André Gide est un écrivain français, né à Paris 6e le 22 novembre 1869 et mort à Paris 7e le 19 février 19511.


Après une jeunesse perturbée par le puritanisme de son milieu, jeune Parisien, où il se lie d'une amitié intense et tourmentée, avec Pierre Louÿs, il tente de s'intégrer au milieu littéraire post symboliste et d'épouser sa cousine. Une rencontre avec Oscar Wilde et un voyage intiatique avec Paul Albert Laurens le font rompre avec le protestantisme et vivre son homosexualité péderaste. Il écrit, notamment Paludes qui clotûre sa période symboliste et, après la mort « libératrice » de sa mère, ses noces avec sa cousine Madeleine, il achève Les Nourritures terrestres, dont le lyrisme est salué par une partie de la critique à sa parution en 1897 mais qui est aussi critiqué pour son individualisme. Après des échecs au théâtre, il s'affirme comme un romancier moderne dans la construction et dans les thématiques et s'impose dans les revues littéraires.


Si André Gide y soutient le combat des Dreyfusards, mais sans militantisme, il préfére les amitiés littéraires — Roger Martin du Gard, Paul Valéry ou Francis Jammes —, amitiés qui s'effacent parfois avec le temps comme celle de Pierre Louys. C'est avec ces amis qu'il crée La Nouvelle Revue française (NRF) dont il est le chef de file et joue dès lors, un rôle important dans les lettres françaises.

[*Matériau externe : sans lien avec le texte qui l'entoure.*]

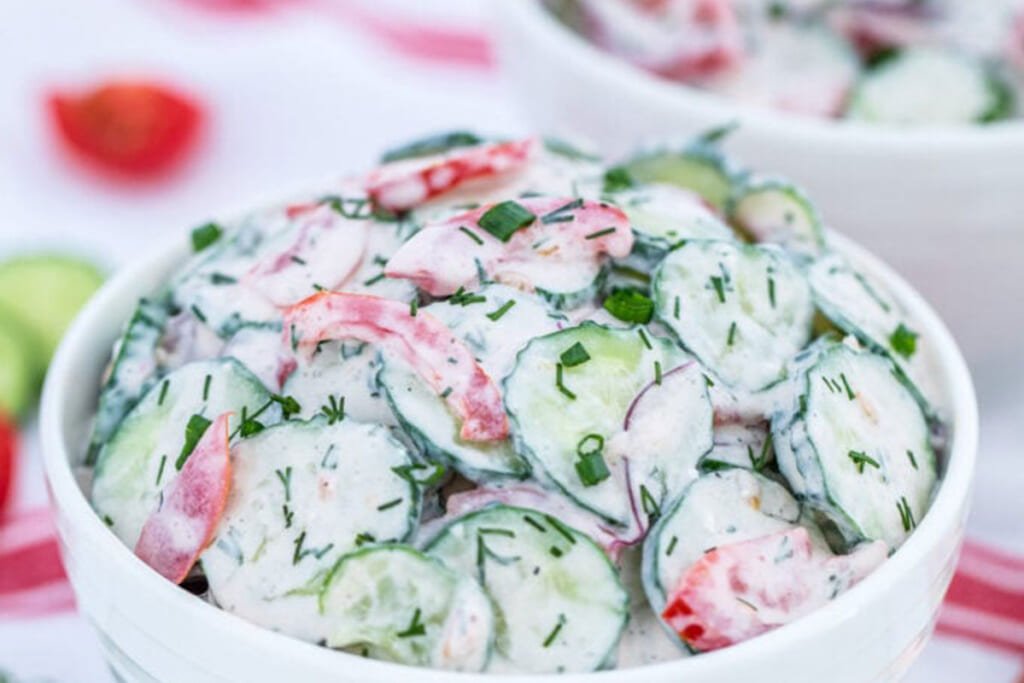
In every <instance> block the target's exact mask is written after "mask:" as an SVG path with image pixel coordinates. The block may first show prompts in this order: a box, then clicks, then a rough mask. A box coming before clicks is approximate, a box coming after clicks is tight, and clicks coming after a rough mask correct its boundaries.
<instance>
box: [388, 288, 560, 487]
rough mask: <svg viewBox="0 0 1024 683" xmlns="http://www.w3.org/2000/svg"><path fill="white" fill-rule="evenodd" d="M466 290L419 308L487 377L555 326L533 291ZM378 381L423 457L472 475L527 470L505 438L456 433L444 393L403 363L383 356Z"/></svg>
mask: <svg viewBox="0 0 1024 683" xmlns="http://www.w3.org/2000/svg"><path fill="white" fill-rule="evenodd" d="M467 296H468V298H467V297H463V298H456V299H451V300H449V301H444V302H437V303H433V304H430V305H429V306H425V307H424V308H423V309H422V310H424V311H426V312H428V313H429V314H431V315H434V316H435V317H437V318H438V319H440V321H441V322H442V323H444V324H445V325H446V326H447V327H449V328H451V329H452V332H453V333H454V334H455V335H456V336H457V337H458V338H459V339H461V340H462V341H464V342H465V343H466V345H467V346H468V347H469V349H470V350H471V351H472V353H473V355H474V356H476V358H477V360H478V361H479V364H480V366H481V367H482V368H483V369H484V371H486V373H487V375H489V376H490V377H492V378H495V379H498V378H502V377H505V375H507V374H508V372H509V371H510V370H511V368H512V366H513V365H514V361H515V356H516V353H518V352H519V350H520V349H522V347H523V346H525V345H526V344H527V343H528V342H529V340H530V339H532V338H534V337H537V336H541V335H545V334H548V333H550V332H552V331H554V330H557V329H558V324H559V319H560V316H557V315H553V314H552V312H551V311H550V309H549V308H548V306H547V305H546V304H545V303H544V301H543V300H541V299H540V298H539V297H537V296H534V295H529V294H525V293H522V292H519V291H517V290H514V289H512V288H510V287H506V286H504V285H489V286H486V287H484V288H482V289H480V290H479V292H476V293H474V294H472V295H467ZM481 298H482V300H481ZM457 301H461V302H462V303H457ZM469 302H473V303H469ZM379 381H380V385H381V387H382V389H383V390H384V393H385V395H386V396H387V399H388V401H389V403H390V405H391V408H392V409H393V411H394V414H395V415H396V416H397V418H398V421H399V422H400V423H401V425H402V427H403V429H404V430H406V432H407V433H408V434H409V436H410V438H411V439H412V440H413V441H414V442H415V443H416V444H417V445H418V446H419V447H420V449H421V450H422V451H423V452H424V453H426V454H427V456H428V457H429V458H431V459H434V460H439V461H441V462H443V463H446V464H449V465H452V466H453V467H455V468H456V469H457V470H459V471H460V472H461V473H462V474H463V475H464V476H466V477H467V478H469V479H472V480H474V481H487V480H489V479H493V478H495V477H515V478H523V477H525V476H526V474H527V473H528V470H529V468H528V466H527V465H526V463H524V462H523V461H522V460H521V459H520V458H519V457H518V456H516V453H515V451H514V450H513V446H512V442H511V441H507V440H506V441H502V442H498V443H495V442H469V441H463V440H462V439H461V438H459V422H458V419H457V418H456V416H454V415H453V414H452V413H451V411H450V410H449V408H447V404H446V403H445V402H444V399H443V398H441V397H440V396H438V395H437V393H436V392H435V391H433V390H432V389H431V388H430V387H429V386H427V384H426V383H425V382H424V381H423V380H422V379H420V377H419V376H418V375H417V374H416V373H414V372H413V371H412V370H411V369H410V368H408V367H407V366H406V365H404V364H402V362H400V361H398V360H396V359H391V360H388V359H385V360H384V362H383V368H382V370H381V373H380V375H379Z"/></svg>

Parallèlement, il publie des romans sur le couple comme L'Immoraliste en 1902 ou La Porte étroite en 1909 qui le font connaître. Ses autres romans publiés avant et après la Première Guerre mondiale — Les Caves du Vatican (1914) délibérément disloqué, La Symphonie pastorale (1919), son livre le plus lu, traitant du conflit entre la morale religieuse et les sentiments, Les Faux-monnayeurs (1925) à la narration non linéaire — l'établissent comme un écrivain moderne de premier plan auquel on reproche parfois une certaine préciosité. Les préoccupations d'une vie privée marquée par l'homosexualité assumée et le désir de bousculer les tabous sont à l'origine de textes plus personnels comme Corydon (publié tardivement en 1924) où il défend l'homosexualité et la pédérastie, puis Si le grain ne meurt (1926), récit autobiographique qui relate sa petite enfance bourgeoise, ses attirances pour les garçons et sa vénération pour sa cousine Madeleine qu'il finit pas épouser tout en menant une vie privée compliquée.



Plaque au 1bis rue Vaneau, Paris 7e

Son œuvre trouve ensuite un nouveau souffle avec la découverte des réalités du monde auxquelles il est confronté. Ainsi le voyageur esthète découvre l'Afrique noire et publie en 1927 le journal de son Voyage au Congo, dans lequel il dénonce les pratiques des compagnies concessionnaires mais aussi celles de l'administration coloniale et l'attitude de la majorité des Européens à l'égard des colonies. Au début des années 1930, il s'intéresse au communisme, s'enthousiasme pour l'expérience soviétique, mais subit une désillusion lors de son voyage sur place à l'été 1936. Il publie son témoignage la même année, Retour de l'U.R.S.S., qui lui vaut les attaques haineuses des communistes. Il persiste cependant dans sa dénonciation du totalitarisme soviétique au moment des procès de Moscou et s'engage, parallèlement, dans le combat des intellectuels contre le fascisme.


En 1940, accablé par les circonstances, il abandonne la NRF et quasiment l'écriture en se repliant sur la Côte d'Azur, puis en Afrique du Nord durant la guerre. Après la guerre, il est mis à l'écart de la vie littéraire, mais honoré par le prix Nobel de littérature en 1947, et il se préoccupe dès lors de la publication intégrale de son Journal. Il meurt le 19 février 1951.